I moduli scenici tornavano anche qua, in maniera ancor più dinamica e felice, componendo con grande fluidità, sotto il guscio di analoghe «casette», le differenti ambientazioni (la casa dei protagonisti, l’ufficio di Sam, lo studio dello psichiatra e così via); riuscendo a suggerire, come Micheletti scrive nelle Note di regia, «il sogno di plastica della vita suburbana dell’America del boom», quasi convincendoci che anche in questo caso si tratti di due «maschere», stavolta contemporanee: quelle dell’uomo di affari incline alle «distrazioni» da una parte, della casalinga frustrata dall’altra. L’interazione con la coppia era qui garantita dal Trio Jazz, che nell’opera di Bernstein ha quasi la funzione di un coro della tragedia greca, il quale tentava (invano) di evitare ai protagonisti i loro errori.
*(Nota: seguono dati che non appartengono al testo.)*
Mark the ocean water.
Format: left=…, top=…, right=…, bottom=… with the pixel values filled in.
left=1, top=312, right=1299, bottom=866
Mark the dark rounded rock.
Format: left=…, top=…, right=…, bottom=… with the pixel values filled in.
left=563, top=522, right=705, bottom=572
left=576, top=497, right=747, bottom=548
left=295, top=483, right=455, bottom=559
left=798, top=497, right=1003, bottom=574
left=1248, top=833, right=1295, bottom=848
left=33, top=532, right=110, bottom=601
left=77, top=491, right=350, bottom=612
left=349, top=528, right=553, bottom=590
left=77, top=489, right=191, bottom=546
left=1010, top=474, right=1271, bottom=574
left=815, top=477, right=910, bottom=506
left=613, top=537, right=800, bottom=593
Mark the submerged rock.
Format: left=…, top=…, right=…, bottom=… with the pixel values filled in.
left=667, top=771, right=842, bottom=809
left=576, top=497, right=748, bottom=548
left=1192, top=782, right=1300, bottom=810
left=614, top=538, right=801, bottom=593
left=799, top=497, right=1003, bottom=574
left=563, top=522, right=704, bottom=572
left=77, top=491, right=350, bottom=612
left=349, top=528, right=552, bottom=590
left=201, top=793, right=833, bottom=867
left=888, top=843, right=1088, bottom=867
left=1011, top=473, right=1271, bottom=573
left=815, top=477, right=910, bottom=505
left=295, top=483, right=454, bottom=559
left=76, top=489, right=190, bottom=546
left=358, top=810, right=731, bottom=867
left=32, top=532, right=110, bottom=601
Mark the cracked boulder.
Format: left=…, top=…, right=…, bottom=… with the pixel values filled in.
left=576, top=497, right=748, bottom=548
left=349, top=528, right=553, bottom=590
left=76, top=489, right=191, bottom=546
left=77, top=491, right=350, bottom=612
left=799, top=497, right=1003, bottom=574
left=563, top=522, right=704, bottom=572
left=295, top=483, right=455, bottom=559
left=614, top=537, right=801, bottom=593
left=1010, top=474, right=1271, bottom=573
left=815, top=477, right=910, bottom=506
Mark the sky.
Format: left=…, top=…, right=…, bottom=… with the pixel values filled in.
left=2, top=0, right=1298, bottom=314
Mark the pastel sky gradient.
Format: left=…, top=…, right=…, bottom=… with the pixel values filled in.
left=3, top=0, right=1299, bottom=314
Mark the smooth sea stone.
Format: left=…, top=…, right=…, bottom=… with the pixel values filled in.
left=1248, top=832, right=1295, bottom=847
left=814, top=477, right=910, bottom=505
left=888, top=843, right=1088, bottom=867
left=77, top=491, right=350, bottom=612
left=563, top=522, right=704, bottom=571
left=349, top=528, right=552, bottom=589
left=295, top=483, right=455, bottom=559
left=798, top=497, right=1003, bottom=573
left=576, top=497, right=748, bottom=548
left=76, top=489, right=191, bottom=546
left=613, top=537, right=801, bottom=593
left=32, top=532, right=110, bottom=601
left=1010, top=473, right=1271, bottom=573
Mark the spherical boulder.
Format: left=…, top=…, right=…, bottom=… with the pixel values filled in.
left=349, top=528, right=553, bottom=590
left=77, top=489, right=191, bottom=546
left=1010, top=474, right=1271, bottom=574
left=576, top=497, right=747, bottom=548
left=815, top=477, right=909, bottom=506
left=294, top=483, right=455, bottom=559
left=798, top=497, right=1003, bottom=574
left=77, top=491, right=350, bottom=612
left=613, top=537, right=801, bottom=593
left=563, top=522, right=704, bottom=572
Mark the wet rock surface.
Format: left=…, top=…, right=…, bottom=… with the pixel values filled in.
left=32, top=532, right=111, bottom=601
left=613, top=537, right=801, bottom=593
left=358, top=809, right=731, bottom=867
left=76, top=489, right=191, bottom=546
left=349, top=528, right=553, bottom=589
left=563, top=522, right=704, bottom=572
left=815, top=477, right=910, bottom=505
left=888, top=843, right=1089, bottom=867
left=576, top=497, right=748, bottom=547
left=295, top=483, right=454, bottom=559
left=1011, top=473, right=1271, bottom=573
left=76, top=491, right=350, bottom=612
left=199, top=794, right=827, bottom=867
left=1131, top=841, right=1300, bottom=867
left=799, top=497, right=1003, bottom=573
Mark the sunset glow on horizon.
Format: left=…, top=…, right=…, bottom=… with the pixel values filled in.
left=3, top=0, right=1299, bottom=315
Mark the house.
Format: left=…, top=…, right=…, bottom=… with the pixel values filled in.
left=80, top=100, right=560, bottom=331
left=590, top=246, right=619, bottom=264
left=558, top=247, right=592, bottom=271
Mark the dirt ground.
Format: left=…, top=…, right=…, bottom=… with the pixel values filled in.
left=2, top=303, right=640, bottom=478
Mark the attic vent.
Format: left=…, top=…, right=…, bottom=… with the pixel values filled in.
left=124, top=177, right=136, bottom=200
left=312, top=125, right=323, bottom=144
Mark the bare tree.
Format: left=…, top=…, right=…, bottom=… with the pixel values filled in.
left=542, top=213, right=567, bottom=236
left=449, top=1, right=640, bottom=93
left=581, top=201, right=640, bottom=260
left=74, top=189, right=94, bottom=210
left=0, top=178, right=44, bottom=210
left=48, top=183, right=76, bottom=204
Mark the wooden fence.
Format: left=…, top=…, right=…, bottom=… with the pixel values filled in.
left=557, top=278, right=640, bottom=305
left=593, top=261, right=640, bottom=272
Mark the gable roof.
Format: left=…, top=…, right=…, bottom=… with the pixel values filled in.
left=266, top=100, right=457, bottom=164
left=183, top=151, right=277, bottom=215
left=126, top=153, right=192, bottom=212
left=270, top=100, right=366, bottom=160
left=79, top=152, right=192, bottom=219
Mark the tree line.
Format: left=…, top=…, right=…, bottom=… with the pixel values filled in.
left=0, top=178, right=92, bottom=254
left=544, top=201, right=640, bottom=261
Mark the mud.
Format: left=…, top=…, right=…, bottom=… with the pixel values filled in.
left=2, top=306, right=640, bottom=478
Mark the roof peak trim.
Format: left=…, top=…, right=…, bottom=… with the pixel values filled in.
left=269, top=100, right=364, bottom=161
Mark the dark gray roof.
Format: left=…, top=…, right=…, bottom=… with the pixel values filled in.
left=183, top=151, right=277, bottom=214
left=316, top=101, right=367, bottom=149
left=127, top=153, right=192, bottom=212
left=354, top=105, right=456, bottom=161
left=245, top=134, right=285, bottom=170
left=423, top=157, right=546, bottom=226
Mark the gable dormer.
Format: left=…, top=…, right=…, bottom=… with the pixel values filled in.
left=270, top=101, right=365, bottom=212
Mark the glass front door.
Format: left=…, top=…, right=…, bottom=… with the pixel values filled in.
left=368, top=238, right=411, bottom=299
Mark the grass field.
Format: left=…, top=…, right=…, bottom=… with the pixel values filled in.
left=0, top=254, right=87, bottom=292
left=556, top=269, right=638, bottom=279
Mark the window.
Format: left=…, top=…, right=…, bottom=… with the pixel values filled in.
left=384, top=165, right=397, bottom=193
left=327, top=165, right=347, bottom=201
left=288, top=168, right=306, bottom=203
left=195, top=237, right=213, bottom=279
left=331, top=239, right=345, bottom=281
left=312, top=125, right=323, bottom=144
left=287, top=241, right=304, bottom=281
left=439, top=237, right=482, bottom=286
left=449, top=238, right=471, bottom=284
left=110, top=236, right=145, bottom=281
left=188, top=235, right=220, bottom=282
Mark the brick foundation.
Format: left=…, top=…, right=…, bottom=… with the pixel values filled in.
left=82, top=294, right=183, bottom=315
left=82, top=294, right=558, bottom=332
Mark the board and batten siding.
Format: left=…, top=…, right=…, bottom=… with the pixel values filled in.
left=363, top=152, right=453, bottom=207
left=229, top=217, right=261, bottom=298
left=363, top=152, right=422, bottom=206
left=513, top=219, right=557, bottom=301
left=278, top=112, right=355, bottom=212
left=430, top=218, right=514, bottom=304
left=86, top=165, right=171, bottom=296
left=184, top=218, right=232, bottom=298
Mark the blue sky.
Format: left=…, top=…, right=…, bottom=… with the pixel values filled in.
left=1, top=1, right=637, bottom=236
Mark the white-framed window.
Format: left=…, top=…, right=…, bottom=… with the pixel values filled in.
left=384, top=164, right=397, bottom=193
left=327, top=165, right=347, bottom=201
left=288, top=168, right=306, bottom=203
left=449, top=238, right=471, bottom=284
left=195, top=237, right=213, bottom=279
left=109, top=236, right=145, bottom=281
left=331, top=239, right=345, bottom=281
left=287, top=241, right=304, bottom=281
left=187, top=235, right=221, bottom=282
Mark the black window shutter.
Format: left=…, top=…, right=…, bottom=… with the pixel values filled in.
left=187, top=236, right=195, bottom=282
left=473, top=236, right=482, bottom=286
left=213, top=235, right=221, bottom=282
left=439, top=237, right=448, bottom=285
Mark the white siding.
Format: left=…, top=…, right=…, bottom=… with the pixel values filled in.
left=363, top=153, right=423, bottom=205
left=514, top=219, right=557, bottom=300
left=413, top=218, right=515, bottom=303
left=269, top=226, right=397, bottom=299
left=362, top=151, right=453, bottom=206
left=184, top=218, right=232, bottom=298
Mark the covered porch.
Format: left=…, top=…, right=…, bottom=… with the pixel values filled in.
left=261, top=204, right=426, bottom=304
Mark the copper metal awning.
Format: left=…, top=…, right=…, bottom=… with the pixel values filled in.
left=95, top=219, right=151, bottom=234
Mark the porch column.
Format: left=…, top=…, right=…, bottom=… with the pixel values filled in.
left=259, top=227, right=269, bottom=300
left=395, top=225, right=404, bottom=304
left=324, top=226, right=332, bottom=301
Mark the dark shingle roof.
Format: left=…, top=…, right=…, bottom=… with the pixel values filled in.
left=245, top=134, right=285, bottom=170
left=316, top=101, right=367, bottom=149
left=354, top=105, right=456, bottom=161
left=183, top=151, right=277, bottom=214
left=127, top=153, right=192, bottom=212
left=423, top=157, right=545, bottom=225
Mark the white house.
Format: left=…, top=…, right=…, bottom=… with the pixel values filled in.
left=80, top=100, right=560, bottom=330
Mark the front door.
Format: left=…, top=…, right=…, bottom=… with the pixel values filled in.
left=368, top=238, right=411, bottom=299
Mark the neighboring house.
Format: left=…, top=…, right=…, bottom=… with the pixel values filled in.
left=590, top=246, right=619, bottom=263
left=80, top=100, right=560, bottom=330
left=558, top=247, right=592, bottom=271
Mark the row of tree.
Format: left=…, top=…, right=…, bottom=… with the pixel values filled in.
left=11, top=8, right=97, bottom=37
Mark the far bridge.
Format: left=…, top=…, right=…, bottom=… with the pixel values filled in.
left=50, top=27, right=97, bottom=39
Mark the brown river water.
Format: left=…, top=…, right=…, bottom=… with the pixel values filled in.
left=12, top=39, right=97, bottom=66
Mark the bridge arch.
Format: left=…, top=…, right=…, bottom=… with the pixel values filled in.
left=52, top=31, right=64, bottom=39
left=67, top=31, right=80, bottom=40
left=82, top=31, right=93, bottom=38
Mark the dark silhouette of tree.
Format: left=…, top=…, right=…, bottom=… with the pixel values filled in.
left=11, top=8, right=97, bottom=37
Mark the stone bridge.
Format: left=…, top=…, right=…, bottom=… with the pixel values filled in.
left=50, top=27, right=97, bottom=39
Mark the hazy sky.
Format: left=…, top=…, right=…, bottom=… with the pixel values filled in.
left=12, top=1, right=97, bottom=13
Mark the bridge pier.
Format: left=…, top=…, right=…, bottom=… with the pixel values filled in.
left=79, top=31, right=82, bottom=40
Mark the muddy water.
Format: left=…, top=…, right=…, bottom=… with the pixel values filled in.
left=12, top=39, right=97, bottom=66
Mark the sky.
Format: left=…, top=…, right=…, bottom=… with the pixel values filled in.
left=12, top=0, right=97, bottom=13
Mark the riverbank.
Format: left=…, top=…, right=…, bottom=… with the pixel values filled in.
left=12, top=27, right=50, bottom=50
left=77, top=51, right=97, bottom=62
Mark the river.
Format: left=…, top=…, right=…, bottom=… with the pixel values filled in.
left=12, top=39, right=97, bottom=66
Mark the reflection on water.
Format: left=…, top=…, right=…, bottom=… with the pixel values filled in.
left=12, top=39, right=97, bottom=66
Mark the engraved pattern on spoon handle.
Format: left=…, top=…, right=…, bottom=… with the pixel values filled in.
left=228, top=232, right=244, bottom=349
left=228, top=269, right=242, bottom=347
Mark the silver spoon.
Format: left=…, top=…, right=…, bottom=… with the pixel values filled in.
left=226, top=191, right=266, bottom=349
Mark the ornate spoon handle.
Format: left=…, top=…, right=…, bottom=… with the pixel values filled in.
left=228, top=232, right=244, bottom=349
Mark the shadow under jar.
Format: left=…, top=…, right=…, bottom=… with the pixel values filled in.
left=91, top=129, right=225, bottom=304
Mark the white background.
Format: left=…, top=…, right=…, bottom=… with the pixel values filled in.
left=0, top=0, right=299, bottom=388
Nel trio svettava la voce morbida e flessibile di Melania Maggiore, di formazione lirica ma attiva anche nel canto extraclassico; hanno sorpreso però per la loro duttilità anche due vecchie conoscenze del Carlo Felice come Manuel Pierattelli e Andrea Porta. Un plauso speciale, poi, per l’orchestra del teatro, diretta con grande sensibilità stilistica da Alessandro Cadario: la compagine infatti (in formazioni ovviamente assai differenti) si è mostrata perfettamente a suo agio sia nell’opera di Pergolesi, dove ha saputo offrire e scatto e levità (ad esempio in «A Serpina penserete»), sia nelle particolari atmosfere, tra Broadway e Stravinski, di Trouble in Tahiti.
Le due opere non erano mai state proposte in precedenza dal teatro lirico genovese, anche se il doppio allestimento è stato trasmesso in anteprima nello scorso aprile sul canale streaming del Carlo Felice. Nonostante lodevoli iniziative promozionali del Teatro (dirette ad esempio agli studenti) alla recita a cui ho assistito si notavano in platea ampi spazi vuoti. Speriamo che i prossimi titoli, forse più accattivanti per i melomani, sappiano convincere che a teatro, grazie alle regole, ai controlli e alla lodevole autodisciplina degli spettatori, si può venire in tutta sicurezza: «in un momento storico in cui non ne vogliamo e non ne dobbiamo fare a meno», come giustamente scrive, ancora, l’artefice di questo spettacolo.